The global market for connected devices that allow users to access the Internet is set to surpass 6 billion units this year, as new products including cellphones, tablets and computers enter the electronics ecosystem, according to a new report from IHS Technology, El Segundo, Calif.
Worldwide production of connected equipment will amount to 6.18 billion units this year, up a solid 6 percent from 5.82 billion in 2013. This will be the largest increase for the market in four years, surpassed only by the 10 percent hike in production during 2010, a year after the global economic recession ended.
Production growth rates will then slow in the next few years, even though total units produced will continue to rise in absolute numbers. Between 2015 and 2017, an estimated 19.42 billion new devices will flood the planet, as shown in the attached figure.
“The improved growth this year of the connected devices industry marks the return of higher production as manufacturers deliver all sorts of connectivity equipment to users,” said Jagdish Rebello, Ph.D., senior director for information technology at IHS. “Given the voracious appetite of consumers for social media and their yen for always-on connectivity, it’s little surprise that makers will continue to turn out such devices to keep buyers engaged.”
Connected devices are defined as equipment that allow users to interact with the Internet in some fashion, from as passive an activity as simply looking at photos in social media or streaming media content for consumption, to a livelier form of engagement, such as gaming in real time.
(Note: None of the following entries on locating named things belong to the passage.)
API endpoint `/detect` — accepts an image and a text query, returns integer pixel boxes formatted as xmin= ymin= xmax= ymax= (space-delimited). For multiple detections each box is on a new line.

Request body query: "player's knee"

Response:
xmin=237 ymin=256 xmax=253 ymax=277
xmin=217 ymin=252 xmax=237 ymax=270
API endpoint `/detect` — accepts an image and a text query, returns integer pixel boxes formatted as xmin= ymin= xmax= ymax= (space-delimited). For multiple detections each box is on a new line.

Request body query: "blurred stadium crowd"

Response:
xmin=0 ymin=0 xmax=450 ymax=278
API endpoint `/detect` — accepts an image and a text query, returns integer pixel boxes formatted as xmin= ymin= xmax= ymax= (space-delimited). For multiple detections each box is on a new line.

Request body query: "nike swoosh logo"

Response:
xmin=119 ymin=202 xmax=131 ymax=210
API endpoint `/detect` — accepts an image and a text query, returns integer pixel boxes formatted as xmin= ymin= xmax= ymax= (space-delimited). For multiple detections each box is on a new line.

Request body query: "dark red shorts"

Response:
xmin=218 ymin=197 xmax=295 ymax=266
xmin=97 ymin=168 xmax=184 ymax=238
The devices must possess embedded connectivity, made possible through built-in semiconductors.
Among connected devices, those expected to enjoy higher production numbers this year include video game consoles, media tablets, mobile handsets, liquid-crystal display televisions (LCD TVs), set-top boxes and mobile PCs.
In contrast, equipment markets that will suffer reduced production this year are digital still cameras, camcorders, desktop PCs, DVD players/records and portable media players.
The biggest surge in production took place in the earlier years of the connected devices era in the first seven years after the new millennium, when production spiked by as much as 27 percent annually and yearly growth rates frequently hovered in the 20 percent range, Rebello noted.
These findings are contained in the report, “WLAN 802.11ac: Commercial Product Introductions Start to Ramp Up,” from the Telecommunications service of IHS.